What's stopping you reaching your healthy weight? Part 1- Stress

You have been dieting and exercising but the weight is not shifting - how frustrating is that!? 

The first thing to do is get yourself checked out by a medical practitioner, as certain conditions such as underactive thyroid can get in the way of your efforts to lose weight.  If your doctor gives you the all clear, however, it's time to look at other factors that may have affected your weight.

A major culprit causing weight gain is stress.  When you are stressed, your adrenal glands secrete 'fight or flight' hormones such as cortisol.  Way back in our evolution, we needed this response to help us run away from or fight a stressor- for instance, to give us the energy we would need to run away from a wild animal.  One of the effects of cortisol is to convert protein stores into glucose which enters the blood and is distributed to the muscles where it can be readily accessed- perfect for 'fight or flight'.  Nowadays, however, we don't often have the same kind outlet for our stress- that is, one that burns up lots of energy. If our boss asks us to type up a big report at the last minute, it's unlikely we'll be able to run around at the same time to burn up the glucose. So if stress becomes chronic, you'll tend to find that blood sugar levels become elevated.  Normally your body would up its production of insulin to return your blood sugar levels to normal, but cortisol inhibits insulin (because your body thinks that the glucose is 'needed' by the muscles).  The result? Chronically raised blood sugar levels that also, paradoxically, leads to the cells of your body being glucose deficient- as insulin enables glucose to enter your cells.  Your brain then causes you to feel hungry, making you prone to overeating- especially high calorie foods such as fats and easily converted to energy foods such as carbs. 

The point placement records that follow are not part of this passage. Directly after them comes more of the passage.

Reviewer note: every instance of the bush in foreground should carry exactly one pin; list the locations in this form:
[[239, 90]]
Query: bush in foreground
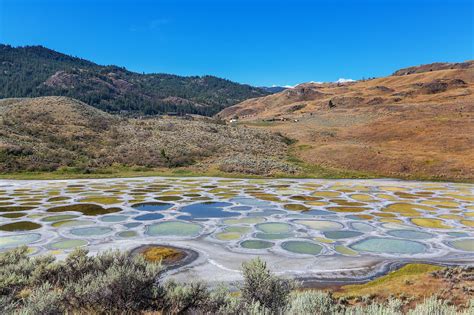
[[115, 282]]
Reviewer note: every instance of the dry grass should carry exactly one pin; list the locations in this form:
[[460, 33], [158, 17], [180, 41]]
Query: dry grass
[[412, 126], [64, 135]]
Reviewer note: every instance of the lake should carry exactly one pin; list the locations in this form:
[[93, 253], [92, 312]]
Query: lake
[[300, 226]]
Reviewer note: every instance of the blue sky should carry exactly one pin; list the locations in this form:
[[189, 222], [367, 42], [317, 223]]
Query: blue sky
[[256, 42]]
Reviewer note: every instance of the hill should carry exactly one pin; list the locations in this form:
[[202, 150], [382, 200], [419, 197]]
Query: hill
[[415, 123], [33, 71], [53, 133]]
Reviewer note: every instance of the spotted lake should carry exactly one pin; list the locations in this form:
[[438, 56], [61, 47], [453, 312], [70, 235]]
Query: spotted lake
[[310, 228]]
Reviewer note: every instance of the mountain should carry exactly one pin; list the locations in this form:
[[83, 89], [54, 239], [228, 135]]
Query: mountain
[[52, 133], [415, 123], [33, 71], [273, 89]]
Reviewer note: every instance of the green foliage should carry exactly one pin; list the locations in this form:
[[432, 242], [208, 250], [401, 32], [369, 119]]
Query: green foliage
[[261, 286], [32, 71], [117, 283], [111, 281]]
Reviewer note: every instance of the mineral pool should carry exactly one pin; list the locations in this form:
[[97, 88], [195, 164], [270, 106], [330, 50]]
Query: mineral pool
[[292, 219]]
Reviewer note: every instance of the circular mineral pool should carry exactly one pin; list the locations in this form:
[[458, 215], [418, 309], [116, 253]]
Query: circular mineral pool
[[410, 234], [20, 226], [132, 225], [91, 231], [273, 236], [361, 226], [318, 212], [71, 223], [251, 202], [149, 217], [265, 213], [466, 244], [127, 234], [113, 218], [152, 206], [247, 220], [174, 228], [237, 229], [256, 244], [241, 208], [228, 236], [457, 234], [321, 225], [67, 244], [60, 217], [383, 245], [18, 240], [336, 235], [302, 247], [274, 227], [211, 209]]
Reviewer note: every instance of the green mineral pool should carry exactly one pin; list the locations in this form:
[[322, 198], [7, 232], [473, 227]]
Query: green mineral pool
[[383, 245], [174, 228]]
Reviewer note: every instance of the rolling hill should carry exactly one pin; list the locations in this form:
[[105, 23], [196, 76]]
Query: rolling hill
[[416, 123], [33, 71], [54, 133]]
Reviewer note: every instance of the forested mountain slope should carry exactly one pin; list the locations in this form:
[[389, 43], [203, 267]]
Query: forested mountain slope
[[32, 71]]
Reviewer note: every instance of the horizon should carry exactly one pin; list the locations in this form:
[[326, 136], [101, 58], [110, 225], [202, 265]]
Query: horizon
[[261, 43]]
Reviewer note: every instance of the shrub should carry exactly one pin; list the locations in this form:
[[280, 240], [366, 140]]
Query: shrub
[[311, 302], [261, 286]]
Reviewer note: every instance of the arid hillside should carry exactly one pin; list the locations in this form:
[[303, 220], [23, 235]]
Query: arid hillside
[[50, 133], [416, 123]]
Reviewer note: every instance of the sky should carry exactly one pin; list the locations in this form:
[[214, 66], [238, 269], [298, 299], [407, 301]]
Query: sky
[[259, 42]]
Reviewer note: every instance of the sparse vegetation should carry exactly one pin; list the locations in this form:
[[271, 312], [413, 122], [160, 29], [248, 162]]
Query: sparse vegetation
[[57, 134], [33, 71], [115, 282]]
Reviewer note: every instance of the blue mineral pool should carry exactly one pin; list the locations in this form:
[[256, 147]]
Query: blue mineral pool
[[382, 245], [91, 231], [410, 234], [149, 217], [256, 244], [336, 235], [152, 206], [206, 210], [174, 228]]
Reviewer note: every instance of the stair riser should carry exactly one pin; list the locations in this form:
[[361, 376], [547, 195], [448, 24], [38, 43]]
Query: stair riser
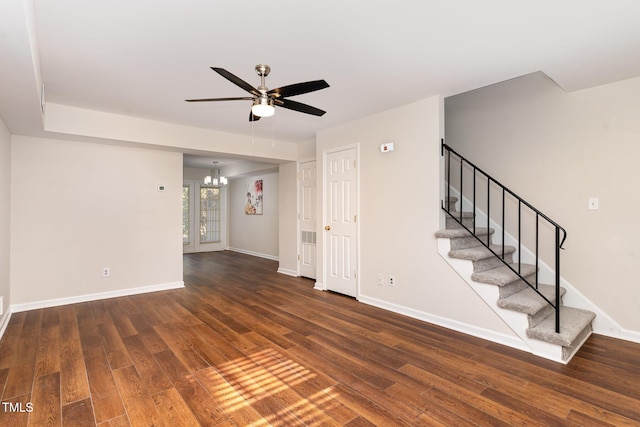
[[515, 287], [490, 263], [541, 315], [452, 223], [466, 242]]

Another worry is that cortisol can also release triglycerides from storage- that's fat to you and me.  If not used  fightin' or flightin' then this fat is then stored round the belly area.  This is because your body stores the fat close to your liver where it can be quickly converted to energy if needed. The bad news is that fat stored here increases the risk if diabetes, stroke, cardiovascular disease etc. 

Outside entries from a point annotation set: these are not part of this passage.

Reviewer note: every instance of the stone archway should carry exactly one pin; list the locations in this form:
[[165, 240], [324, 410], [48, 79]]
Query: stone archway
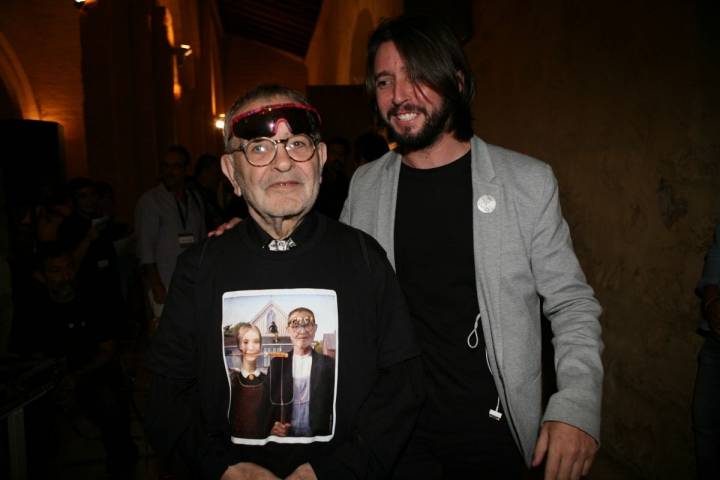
[[17, 85]]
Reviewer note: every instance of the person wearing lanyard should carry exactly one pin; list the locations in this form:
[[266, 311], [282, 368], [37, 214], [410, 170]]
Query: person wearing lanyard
[[168, 219]]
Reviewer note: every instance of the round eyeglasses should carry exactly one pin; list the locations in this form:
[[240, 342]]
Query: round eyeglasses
[[261, 151]]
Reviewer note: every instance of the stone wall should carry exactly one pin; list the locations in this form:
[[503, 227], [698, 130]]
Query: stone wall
[[336, 55], [621, 98], [45, 38]]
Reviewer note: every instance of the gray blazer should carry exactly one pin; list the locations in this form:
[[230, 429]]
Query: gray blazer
[[523, 252]]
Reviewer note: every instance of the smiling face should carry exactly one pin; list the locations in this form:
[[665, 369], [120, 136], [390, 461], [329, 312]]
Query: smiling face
[[284, 189], [302, 328], [415, 113]]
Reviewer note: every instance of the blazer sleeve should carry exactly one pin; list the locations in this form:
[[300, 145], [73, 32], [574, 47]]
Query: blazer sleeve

So what can you do to relieve stress?

  • Try yoga, Tai Chi, meditation and relaxation techniques.
  • When we are stressed we breathe quick and shallow, into only the upper chest.  When we are calm we breathe slow and deep.  We can create a feeling of calm when we are stressed simply by taking some consciously deep breaths.  When we practice deep breathing regularly, we start to react to stressors in a more considered way.  
  • Aerobic exercise 'burns off' stress hormones.
  • Take B vitamins to help keep the nervous system functioning well.  When we are under stress our bodies need more B vitamins and they cannot be stored in your body.
  • Stress can arise from tension in your body.  Try yoga and maybe a magnesium supplement.
  • Get enough sleep.  You are more likely to become stressed if you are sleep deprived - we will look more into this next week.
  • My favourite stress buster is to spend time in nature.  After walking in the woods for an hour or by the river, things look much better.  You become more tuned in with the changing seasons and you never know what you might see - birds, deer, squirrels (I always carry some hopeful shelled peanuts!).
  • Another of my favourites is a long relaxing bath with epsom salts (detoxing) and lavender (relaxing). Please see-'Been out Christmas shopping? Restore with an epsom salt bath'.
  • Reduce caffeine, sugar, cigarettes and alcohol which enhance the body's stress response.